The three-hour exercise meant the eight volunteers learned how to get into both dry suits and wet suits, and to differentiate when one would be preferable to the other in a rescue.

“Dry suits will keep you warm and dry, but you're not going to be able to use your fingers,” Hazleton said, referring to the thick neoprene gloves at the hands.

“They float, too,” he added. “You kind of bob.”

The wet suits, on the other hand, close at the neck, wrists, and ankles, preventing water from getting in.

But “you will get wet - some - in them,” Hazelton said. “You'll want to have some clothes you can change into.”

In spite of the cold temperatures, none of the geared-up volunteers complained of cold on this January afternoon as they crab-walked or belly-crawled across the ice to the open water in the small pond.
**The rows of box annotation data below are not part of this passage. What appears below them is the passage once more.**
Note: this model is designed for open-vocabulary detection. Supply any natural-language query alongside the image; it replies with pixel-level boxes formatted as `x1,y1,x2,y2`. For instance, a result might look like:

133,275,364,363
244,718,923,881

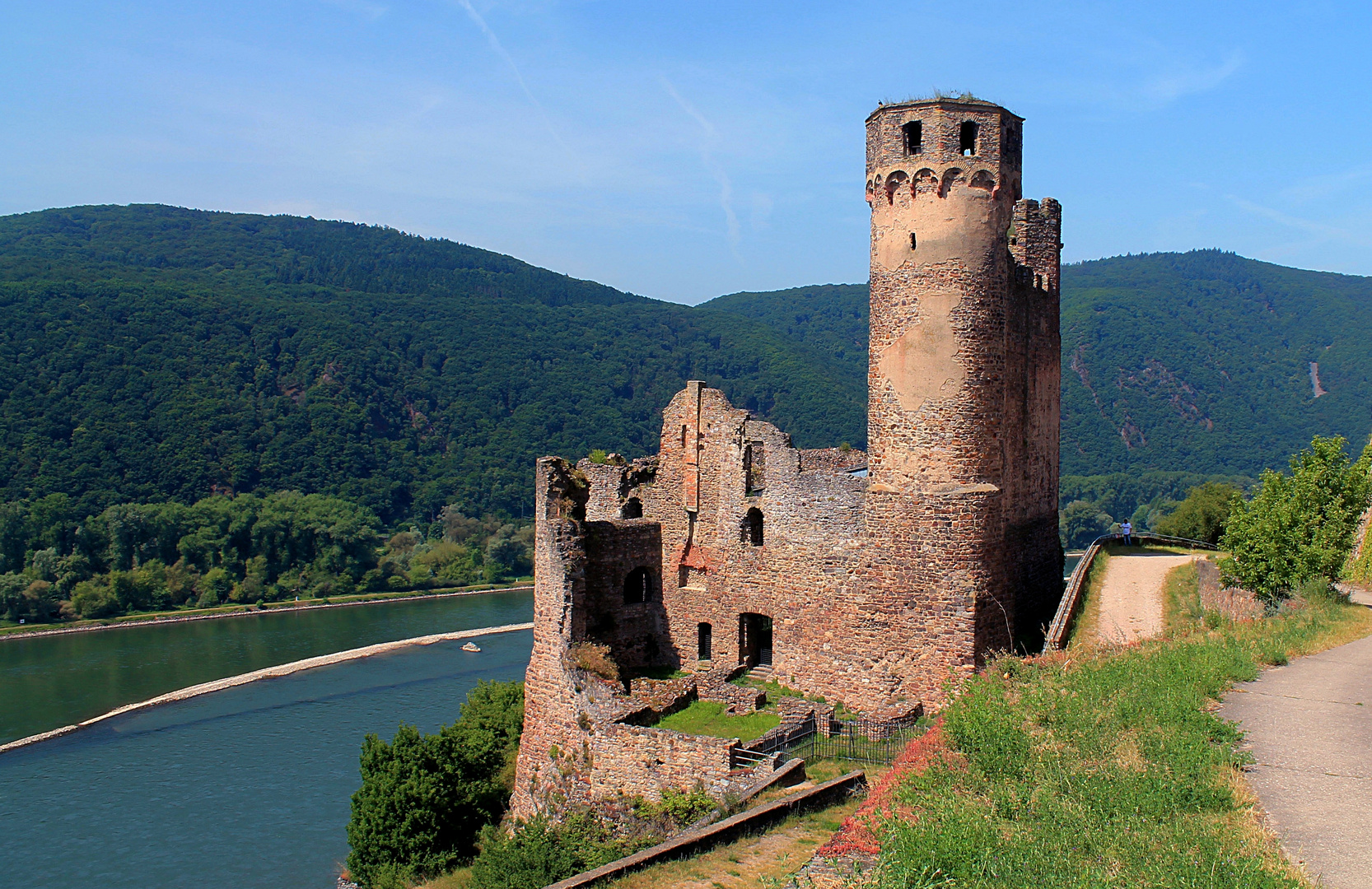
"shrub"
1220,436,1372,603
567,642,620,682
1152,482,1240,546
72,580,121,620
472,811,628,889
347,682,524,889
634,788,719,834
They drilled using various rescue modalities to get a victim out of the water, as each volunteer took a turn being “the victim” and being “the rescuer,” cycling in and out of the water dozens of times over three hours.

While there are no requirements or certificates for the volunteer fire and rescue worker training in technical rescue, “we train to National Fire Protection Association standards,” Hazleton explained.

Hermiz concurred, saying, “The standards are high, and we do all our technical training to those standards.”

Rescue Inc.'s 14-member technical rescue team is certified at the national level for high-angle, low-angle, vehicle extrication, cold water, and swift water protocols.

Hermiz said that both the national and state governments are recognizing “catchment areas” by encouraging communities to collaborate on grant applications for equipment and training to form inter-community technical response capabilities.

Training will continue in the spring with swift water technical rescue training, according to Hazleton.

“You think this was fun? We get up to all kinds of tricks training in swift water,” he said.

Grafton Volunteer Fire and Rescue is in the process of “buying the right equipment” like suits for cold and swift water rescue.

“We'll still have to depend on Rescue Inc.,” Hermitz said. “It's a process, but we're building on it step by step.”

And they hope to have a technical rescue mutual aid system that will let towns around Grafton rely on one another.

“We learned that in Irene,” he said. “We have to take care of each other.”